Related: Article in Slate about the way that Wikipedia and other companies protested SOPA, and argues that it should never happen again. Companies should have opposed SOPA the "right" way by hiring lobbyists to tell Congress what bills they should pass.
Christopher at January 19, 2012 4:34 PM
Christopher, that article is incredible. It's been a truism for a while now that the best investment a business can make is not to invest in hiring employees or training or R&D or capital expenses, but in lobbying. The Internet reaction to SOPA has really rocked D.C. back on its heels. As I saw somewhere else today, "Lobbyists don't elect Congressmen. Voters do."
And it seems that the funeral business has long been a business where corruption picked winners and losers. The dial telephone, and the automatic telephone switch, were invented by an undertaker who was pissed because the local switchboard operator had an arrangement to send business to a competitor.
Cousin Dave at January 19, 2012 6:30 PM
I agree that building an embalming room that he will never use i stupid.
My problem is that nowhere is it stated the section of the law is being cited/required for the embalming room or any conflict with the law.
Is there a state funeral board that is citing this? Where is this coming from?
Once they give actual detail, I'll support it. Right now it is has not citations.
Jim P. at January 19, 2012 10:26 PM
It's been a truism for a while now that the best investment a business can make is not to invest in hiring employees or training or R&D or capital expenses, but in lobbying.
Only if you're big.
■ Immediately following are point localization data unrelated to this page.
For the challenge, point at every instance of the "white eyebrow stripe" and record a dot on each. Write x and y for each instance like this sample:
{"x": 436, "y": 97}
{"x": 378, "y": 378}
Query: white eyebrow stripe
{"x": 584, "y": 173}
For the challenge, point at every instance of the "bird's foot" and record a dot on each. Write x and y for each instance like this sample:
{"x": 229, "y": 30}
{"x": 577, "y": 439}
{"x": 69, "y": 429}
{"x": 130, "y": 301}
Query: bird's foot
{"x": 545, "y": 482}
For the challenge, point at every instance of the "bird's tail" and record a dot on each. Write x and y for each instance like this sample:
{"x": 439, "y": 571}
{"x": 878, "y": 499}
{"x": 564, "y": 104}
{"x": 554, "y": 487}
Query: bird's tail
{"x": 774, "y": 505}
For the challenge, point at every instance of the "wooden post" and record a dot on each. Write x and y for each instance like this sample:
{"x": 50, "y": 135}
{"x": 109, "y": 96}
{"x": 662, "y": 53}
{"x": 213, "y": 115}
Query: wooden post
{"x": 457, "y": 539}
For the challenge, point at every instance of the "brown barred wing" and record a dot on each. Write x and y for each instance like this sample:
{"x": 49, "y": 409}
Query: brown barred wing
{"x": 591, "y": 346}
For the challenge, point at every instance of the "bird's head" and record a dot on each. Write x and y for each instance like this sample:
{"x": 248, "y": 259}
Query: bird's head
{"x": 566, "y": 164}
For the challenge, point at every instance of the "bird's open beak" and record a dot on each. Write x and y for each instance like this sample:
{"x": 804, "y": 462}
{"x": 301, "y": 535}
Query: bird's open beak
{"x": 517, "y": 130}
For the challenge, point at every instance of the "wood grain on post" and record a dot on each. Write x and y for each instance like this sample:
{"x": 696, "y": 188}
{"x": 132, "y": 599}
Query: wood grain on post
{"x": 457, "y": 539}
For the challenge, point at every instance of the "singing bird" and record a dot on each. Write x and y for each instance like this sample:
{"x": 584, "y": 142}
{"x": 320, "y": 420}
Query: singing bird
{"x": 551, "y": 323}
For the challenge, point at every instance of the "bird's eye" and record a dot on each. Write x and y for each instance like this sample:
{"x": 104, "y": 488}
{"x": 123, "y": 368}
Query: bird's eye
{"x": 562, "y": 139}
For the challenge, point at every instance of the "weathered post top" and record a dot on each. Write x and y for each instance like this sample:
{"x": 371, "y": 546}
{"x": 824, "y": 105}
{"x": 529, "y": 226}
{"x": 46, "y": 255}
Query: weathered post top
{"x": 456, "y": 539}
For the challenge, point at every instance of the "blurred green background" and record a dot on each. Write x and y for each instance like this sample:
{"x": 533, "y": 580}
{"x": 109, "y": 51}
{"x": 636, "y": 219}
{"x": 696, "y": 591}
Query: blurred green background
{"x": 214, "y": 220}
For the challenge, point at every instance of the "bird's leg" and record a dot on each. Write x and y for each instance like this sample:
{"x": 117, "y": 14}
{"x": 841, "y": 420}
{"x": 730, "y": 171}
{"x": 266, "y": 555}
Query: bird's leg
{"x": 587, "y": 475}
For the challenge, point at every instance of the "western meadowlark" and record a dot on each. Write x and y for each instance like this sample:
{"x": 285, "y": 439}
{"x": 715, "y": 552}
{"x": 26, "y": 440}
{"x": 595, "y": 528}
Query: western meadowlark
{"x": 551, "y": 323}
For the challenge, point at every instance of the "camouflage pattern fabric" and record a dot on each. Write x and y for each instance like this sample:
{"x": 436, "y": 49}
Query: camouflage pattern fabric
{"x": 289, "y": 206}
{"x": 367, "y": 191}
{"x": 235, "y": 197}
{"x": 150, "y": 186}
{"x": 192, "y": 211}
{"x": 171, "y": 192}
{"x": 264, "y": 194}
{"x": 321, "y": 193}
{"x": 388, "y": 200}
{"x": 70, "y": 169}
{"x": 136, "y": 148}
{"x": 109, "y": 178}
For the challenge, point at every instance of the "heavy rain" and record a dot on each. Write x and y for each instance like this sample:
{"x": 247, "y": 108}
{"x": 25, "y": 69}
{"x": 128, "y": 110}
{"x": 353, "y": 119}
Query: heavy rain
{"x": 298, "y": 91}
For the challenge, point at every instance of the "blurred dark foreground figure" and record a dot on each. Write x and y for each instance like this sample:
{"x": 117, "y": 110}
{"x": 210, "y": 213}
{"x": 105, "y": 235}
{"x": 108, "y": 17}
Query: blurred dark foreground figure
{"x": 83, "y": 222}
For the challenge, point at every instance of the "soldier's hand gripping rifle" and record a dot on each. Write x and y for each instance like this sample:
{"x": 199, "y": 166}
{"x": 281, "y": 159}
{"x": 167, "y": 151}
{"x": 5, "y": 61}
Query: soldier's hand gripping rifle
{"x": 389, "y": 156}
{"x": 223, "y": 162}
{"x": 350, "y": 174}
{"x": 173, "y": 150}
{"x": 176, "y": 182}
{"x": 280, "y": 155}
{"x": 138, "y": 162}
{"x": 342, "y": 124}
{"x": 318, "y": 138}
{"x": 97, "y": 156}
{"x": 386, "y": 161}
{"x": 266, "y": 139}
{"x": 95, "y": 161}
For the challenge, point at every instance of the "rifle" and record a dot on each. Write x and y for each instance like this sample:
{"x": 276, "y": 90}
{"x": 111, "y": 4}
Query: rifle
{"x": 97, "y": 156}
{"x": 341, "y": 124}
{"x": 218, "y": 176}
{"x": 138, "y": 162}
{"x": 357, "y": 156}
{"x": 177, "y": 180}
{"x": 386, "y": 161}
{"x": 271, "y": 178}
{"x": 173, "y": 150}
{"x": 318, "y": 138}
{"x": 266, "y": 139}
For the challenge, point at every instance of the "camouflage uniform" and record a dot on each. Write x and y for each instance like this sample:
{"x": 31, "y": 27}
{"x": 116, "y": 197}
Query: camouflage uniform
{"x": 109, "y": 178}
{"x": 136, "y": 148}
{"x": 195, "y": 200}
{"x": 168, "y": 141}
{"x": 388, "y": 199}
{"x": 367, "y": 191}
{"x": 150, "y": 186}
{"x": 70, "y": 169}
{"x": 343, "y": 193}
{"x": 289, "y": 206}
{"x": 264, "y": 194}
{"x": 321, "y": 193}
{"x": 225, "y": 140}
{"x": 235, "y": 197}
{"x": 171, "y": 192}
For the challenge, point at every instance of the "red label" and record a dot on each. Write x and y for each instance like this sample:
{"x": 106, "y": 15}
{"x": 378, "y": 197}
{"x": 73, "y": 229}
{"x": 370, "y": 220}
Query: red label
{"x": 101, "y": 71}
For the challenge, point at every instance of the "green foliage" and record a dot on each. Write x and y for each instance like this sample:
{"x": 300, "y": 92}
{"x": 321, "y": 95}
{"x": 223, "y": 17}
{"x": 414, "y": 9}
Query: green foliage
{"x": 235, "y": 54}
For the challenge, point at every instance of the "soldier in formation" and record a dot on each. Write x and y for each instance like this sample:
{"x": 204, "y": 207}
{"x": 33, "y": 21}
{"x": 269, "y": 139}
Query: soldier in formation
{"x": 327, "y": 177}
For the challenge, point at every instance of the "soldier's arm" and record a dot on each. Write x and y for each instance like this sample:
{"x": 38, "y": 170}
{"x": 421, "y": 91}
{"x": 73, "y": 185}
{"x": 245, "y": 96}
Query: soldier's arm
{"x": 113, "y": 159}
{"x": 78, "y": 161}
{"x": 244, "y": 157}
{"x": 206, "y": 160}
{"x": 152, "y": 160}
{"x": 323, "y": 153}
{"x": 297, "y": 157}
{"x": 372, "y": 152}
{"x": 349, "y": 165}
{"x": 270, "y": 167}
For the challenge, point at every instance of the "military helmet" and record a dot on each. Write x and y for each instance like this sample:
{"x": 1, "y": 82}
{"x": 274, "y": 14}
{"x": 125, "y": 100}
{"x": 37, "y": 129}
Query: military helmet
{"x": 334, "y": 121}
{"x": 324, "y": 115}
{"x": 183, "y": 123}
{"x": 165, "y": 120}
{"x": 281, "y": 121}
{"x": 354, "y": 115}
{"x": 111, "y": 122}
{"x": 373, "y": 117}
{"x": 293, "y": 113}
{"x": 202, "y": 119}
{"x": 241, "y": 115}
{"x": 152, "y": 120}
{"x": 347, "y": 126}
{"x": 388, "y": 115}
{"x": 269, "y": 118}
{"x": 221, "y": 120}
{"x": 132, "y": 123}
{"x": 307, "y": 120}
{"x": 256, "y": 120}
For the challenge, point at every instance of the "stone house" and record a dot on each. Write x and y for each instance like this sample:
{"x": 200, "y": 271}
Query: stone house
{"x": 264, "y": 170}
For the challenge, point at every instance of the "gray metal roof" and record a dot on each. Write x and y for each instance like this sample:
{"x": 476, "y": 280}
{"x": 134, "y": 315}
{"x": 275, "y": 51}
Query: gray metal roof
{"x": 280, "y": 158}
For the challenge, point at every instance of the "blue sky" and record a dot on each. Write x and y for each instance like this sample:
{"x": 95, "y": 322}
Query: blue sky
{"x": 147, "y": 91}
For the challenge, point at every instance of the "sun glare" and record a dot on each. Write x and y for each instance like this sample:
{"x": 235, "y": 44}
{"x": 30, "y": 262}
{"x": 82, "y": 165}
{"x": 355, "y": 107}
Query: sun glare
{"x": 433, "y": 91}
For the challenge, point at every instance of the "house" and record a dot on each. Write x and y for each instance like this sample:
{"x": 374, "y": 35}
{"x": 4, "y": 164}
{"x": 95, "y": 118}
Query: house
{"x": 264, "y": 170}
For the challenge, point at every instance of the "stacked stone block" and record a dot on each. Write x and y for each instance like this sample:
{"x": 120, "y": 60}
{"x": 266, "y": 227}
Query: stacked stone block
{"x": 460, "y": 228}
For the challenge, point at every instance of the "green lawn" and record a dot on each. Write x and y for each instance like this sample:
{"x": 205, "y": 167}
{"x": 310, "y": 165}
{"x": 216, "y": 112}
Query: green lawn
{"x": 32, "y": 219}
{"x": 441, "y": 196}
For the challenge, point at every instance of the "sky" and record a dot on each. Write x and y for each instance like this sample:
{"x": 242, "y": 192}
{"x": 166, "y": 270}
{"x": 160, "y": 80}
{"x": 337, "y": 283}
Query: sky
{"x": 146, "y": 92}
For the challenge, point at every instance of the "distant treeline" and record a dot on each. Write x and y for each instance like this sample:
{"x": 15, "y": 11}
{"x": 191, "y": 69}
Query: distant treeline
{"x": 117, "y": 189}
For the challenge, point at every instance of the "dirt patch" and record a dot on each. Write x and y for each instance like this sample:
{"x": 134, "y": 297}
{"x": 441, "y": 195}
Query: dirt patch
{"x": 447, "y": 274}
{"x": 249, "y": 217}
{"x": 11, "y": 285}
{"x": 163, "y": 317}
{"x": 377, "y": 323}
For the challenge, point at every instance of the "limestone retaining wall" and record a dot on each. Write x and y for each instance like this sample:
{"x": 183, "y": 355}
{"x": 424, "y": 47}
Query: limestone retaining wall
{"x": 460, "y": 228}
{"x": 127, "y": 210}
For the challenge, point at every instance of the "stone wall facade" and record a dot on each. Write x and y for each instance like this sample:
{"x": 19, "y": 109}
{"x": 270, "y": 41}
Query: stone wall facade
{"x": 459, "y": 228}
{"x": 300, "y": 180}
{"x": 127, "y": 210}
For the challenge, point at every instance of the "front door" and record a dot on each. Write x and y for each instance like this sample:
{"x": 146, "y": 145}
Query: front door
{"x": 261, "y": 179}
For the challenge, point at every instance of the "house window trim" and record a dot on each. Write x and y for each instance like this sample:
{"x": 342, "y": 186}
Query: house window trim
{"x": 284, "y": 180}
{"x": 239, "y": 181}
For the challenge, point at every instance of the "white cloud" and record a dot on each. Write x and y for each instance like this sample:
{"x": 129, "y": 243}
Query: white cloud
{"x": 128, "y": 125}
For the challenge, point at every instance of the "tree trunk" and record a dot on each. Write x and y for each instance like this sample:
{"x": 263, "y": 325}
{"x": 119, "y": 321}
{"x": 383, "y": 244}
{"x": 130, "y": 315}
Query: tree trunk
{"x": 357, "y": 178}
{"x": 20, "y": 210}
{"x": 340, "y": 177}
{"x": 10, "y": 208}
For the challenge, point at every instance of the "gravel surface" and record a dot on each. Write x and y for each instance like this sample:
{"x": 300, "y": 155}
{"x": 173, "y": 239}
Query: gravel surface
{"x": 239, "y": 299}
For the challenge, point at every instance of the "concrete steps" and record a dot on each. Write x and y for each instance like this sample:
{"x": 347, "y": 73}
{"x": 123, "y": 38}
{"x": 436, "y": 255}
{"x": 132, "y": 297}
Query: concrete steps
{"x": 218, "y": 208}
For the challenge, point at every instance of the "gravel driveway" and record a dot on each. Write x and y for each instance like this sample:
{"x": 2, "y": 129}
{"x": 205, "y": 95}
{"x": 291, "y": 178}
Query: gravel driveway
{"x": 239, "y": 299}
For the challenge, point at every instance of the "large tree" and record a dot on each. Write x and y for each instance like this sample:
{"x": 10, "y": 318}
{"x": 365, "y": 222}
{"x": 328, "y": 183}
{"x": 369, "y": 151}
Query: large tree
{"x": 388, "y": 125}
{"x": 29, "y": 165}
We're small - revenues in the millions, not billions. We invest in hiring great people and building good stuff. Our budget doesn't accommodate lobbying costs.
Christopher at January 20, 2012 12:38 AM
"Only if you're big. We're small - revenues in the millions, not billions. We invest in hiring great people and building good stuff. Our budget doesn't accommodate lobbying costs."
Precisely. It's all about limiting competitors like you. My mom and stepfather have a business of about the same scope as yours, and they are really fortunate that the traditional distribution model has not fallen apart in their industry, like it has in a lot of other industries.